Sid Johnson and the Phantom Slave Stealer is a fast-paced and engaging read with vivid descriptions and realistic dialogue. Despite the poignant message at the center of the book, Schoonmaker portrays the historical setting and the social issues of the time without being too heavy-handed or preachy. There is a clear theme of morality, but it is situated with nuance in relation to Sid’s journey and built around the complex relationship between morality and legality. Schoonmaker wastes little time hammering the obvious point that “slavery is bad” and, instead, presents a compelling vehicle for young readers to understand the difference between right and wrong in and outside of this historical context. This standout feature sits nicely in relation to another one of the books strengths: Sid’s character arc. Sid is a relatable protagonist who grows and matures throughout the story. He faces many challenges and dilemmas, such as whether to trust his new friends, how to deal with his fears, and how to stand up for what is right as he develops a deeper understanding of the horrors of slavery and the importance of freedom.

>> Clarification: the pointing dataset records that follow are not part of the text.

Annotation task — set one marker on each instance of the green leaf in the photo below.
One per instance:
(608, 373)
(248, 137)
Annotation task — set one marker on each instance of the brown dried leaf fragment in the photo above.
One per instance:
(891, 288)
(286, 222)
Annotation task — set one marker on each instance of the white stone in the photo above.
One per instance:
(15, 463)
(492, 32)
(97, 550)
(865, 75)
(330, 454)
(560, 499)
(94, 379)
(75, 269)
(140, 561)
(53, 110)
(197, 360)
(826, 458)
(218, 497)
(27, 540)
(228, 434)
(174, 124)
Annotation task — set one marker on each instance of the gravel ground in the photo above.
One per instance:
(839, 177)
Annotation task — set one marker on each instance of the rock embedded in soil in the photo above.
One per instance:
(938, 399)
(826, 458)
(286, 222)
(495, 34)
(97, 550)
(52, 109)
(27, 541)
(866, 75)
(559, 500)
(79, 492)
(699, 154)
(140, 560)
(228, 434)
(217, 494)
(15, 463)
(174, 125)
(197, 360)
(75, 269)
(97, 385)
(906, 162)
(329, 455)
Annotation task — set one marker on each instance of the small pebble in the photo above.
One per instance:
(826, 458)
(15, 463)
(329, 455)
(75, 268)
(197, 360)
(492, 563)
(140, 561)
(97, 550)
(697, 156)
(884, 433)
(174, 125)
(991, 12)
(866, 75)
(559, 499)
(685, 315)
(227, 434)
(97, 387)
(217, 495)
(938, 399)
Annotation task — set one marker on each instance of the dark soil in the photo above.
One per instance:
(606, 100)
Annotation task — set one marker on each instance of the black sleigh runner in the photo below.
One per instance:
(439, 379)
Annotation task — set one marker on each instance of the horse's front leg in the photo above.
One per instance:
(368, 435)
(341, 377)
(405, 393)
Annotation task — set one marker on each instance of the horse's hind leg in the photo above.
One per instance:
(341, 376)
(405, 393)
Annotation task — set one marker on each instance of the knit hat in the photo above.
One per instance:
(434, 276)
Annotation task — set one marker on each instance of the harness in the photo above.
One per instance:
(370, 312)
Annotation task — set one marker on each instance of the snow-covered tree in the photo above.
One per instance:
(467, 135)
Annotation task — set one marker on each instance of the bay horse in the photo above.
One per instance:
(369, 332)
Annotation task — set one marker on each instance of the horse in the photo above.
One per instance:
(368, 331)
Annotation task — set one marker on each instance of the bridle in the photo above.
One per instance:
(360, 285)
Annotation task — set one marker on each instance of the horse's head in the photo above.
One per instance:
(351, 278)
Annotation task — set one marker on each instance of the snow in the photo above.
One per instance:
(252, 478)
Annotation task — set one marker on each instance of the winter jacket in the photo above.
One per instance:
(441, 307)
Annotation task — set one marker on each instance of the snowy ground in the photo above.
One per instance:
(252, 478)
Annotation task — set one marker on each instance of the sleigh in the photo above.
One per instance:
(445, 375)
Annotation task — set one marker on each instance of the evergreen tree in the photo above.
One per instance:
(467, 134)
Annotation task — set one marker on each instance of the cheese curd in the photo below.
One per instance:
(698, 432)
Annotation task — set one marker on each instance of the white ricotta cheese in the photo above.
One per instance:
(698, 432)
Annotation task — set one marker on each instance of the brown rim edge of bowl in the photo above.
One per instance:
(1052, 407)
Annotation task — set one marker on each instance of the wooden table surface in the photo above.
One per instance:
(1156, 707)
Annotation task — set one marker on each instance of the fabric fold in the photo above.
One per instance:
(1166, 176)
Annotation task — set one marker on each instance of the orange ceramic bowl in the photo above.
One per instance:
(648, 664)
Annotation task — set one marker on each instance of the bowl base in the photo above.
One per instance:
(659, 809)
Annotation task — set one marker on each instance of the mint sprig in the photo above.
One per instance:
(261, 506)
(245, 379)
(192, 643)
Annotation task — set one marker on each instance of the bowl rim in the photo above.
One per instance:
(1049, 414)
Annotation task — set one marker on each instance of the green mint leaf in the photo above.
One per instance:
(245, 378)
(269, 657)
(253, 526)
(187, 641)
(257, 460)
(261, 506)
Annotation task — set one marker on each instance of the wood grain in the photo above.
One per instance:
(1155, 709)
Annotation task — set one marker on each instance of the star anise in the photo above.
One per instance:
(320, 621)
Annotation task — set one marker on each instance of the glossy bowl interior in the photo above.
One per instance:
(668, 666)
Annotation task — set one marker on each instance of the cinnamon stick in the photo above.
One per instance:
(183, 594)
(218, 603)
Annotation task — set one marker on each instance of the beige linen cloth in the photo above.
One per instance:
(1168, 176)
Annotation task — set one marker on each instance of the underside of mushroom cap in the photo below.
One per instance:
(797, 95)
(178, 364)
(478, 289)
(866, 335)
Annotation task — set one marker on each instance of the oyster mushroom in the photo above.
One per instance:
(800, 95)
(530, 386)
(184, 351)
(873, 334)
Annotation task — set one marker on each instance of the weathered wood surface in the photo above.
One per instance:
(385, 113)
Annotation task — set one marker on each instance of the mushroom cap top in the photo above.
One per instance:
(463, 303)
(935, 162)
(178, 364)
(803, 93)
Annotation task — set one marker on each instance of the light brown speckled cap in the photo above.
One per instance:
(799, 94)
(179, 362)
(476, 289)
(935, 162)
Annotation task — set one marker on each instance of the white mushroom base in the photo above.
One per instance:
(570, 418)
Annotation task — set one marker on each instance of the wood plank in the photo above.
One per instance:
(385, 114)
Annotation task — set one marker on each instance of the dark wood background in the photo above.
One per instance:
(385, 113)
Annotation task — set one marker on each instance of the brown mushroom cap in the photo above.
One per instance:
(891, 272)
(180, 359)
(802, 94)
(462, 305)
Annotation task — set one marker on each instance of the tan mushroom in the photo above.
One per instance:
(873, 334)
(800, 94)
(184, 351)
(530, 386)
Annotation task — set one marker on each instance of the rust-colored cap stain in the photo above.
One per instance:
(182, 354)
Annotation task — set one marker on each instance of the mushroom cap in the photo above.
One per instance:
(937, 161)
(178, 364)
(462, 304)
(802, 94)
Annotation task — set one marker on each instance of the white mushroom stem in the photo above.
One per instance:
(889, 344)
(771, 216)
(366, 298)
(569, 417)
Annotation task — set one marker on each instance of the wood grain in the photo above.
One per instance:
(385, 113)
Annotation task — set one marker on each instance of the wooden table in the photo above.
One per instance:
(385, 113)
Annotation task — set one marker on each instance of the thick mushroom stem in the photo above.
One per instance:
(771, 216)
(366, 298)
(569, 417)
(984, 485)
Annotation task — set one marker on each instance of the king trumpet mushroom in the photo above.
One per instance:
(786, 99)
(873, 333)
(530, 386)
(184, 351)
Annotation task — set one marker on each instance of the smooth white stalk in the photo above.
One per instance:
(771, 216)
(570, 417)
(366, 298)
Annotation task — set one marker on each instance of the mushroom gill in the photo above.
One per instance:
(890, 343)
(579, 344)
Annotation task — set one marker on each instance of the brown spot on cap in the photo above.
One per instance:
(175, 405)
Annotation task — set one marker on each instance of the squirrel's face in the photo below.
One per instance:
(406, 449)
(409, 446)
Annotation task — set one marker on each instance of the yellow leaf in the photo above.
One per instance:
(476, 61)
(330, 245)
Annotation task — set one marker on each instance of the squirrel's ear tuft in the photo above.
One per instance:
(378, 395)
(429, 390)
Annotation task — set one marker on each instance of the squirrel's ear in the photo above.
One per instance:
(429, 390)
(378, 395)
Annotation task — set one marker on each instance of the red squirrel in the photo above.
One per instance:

The book is full of suspense, action and twists that keep the reader hooked and invested. Schoonmaker balances the darker aspects of the story with moments of humor, warmth, and hope. The book does not shy away from the harsh realities of slavery and racism, but does a wonderful job at showcasing the resilience and courage of the people who fought against them. It is well-written and well-edited, with a clear and consistent voice and style that goes a long way in helping us see Sid’s world through his eyes.

Sid Johnson and the Phantom Slave Stealer offers a unique and fresh perspective on a familiar and important topic; it is a great choice for fans of historical fiction and parents, teachers or librarians who want to introduce middle schoolers to a rich and diverse literary genre.